Let's take the new idol of the horse set - no autographs now, please, he'll hoof your T-shirts later - and stand him up against some other famous champions in sports.
How does Smarty Jones compare to, say, Rocky Marciano? Two more legs, same number of defeats.
How does Smarty Jones compare to the 1972 Miami Dolphins? Darker hair than Don Shula, same number of defeats.
How does Smarty Jones compare to the 1976 Indiana University basketball team? Well, seeing as the Hoosiers' coach was named Bob Knight, you might say both had parts that could occasionally act like a horse's rear end. And the same number of defeats.
Smarty Jones is so hot right now, he might get asked for a presidential endorsement. His Nielsen numbers are great, his memorabilia sales are booming. He's a Philadelphia professional athlete that hasn't even been booed yet.
And it's not just because he has a chance on June 5 at the Belmont to become the first Triple Crown winner since the Bee Gees were big.
Or because he was so dominant last Saturday, by the time the Preakness was over, it looked like a posse chasing Billy the Kid.
Or how his bloodlines aren't as regal as some of the future studs that keep inhaling his dust.
Or because his past and present entourage is a photo album of human frailty. The jockey who is a recovering alcoholic. The trainer who was murdered by his stepson over a money dispute. The owner who was once a car dealer and has to fight to breathe after a lifetime of too many cigarettes.
All that may be good enough to get Smarty Jones invited on Maury Povich. But here's the kicker.
There is one phrase that always rings a bell, always sounds magical, always carries an aura, no matter what the sport or athlete, man or beast.
Unbeaten record.
Perfection intrigues the masses. Even those whose favorite horse is Mr. Ed.
Marciano was the only boxing champion ever to finish unbeaten. The Dolphins the only NFL team to do it. Indiana the last men's college basketball team, in 1976. The same year the Cincinnati Reds went 7-0 in the postseason, the only team do that since playoff rounds came to baseball in 1969.

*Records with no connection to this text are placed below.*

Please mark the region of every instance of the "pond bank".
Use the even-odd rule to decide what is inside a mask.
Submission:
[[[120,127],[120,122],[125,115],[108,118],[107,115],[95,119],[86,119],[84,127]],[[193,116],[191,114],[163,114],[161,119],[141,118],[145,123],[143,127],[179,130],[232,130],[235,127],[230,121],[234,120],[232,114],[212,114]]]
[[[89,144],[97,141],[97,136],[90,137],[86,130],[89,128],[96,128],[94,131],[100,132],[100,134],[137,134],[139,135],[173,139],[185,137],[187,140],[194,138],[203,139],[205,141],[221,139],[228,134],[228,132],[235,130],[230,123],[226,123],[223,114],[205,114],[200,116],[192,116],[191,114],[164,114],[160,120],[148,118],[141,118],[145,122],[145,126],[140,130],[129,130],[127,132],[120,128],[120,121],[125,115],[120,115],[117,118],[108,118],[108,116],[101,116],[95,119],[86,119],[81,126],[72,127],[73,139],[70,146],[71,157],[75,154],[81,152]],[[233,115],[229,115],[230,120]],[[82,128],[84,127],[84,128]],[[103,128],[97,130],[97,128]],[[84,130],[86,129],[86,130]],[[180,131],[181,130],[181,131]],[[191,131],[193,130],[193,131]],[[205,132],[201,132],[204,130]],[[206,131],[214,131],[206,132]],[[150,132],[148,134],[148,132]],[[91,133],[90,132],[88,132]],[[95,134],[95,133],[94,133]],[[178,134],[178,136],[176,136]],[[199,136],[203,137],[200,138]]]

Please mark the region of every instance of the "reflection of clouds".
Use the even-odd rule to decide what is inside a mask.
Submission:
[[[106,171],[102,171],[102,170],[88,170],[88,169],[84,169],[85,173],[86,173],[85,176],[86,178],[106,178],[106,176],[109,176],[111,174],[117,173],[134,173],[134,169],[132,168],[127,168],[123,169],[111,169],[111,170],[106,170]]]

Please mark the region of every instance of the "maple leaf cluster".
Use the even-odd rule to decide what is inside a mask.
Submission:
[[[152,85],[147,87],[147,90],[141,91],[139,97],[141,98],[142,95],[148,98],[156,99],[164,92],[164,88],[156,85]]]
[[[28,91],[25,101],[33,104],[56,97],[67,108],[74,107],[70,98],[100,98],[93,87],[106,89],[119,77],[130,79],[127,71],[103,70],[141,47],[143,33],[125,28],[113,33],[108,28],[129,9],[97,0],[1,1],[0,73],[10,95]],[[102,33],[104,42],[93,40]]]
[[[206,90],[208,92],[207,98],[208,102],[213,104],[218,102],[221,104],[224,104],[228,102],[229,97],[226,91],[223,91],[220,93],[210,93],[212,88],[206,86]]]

Of the 11 Triple Crown winners, only one had an unbeaten record. Seattle Slew in 1977. And he lost two weeks later, when he was rushed into another race, before we knew what champions were supposed to do. They go to Disney World.
So here is Smarty Jones, 8-0, one victory ahead of Roger Clemens. It looked like he finished the Preakness in cruise control. ''He's push-button now,'' jockey Stewart Elliott said after the race.
People who have never sat in a clubhouse or squinted at the Racing Form or torn up a losing ticket and thrown it forlornly to the floor can still appreciate what a ''0'' means at the right side of the hyphen. How difficult it is to get. How difficult it is to keep. Even if the one doing it sleeps in a barn.
So Smarty Jones is Oklahoma football under Bud Wilkinson and UCLA basketball under John Wooden. At the same time, he's the farm animal just down the road. A humble courser trying to outrun the Triple Crown curse. The last nine horses to get this close failed.
He may or may not be the perfect thoroughbred, but he's the perfect story. An underdog with an unbeaten record. Not many of those in history. In anything.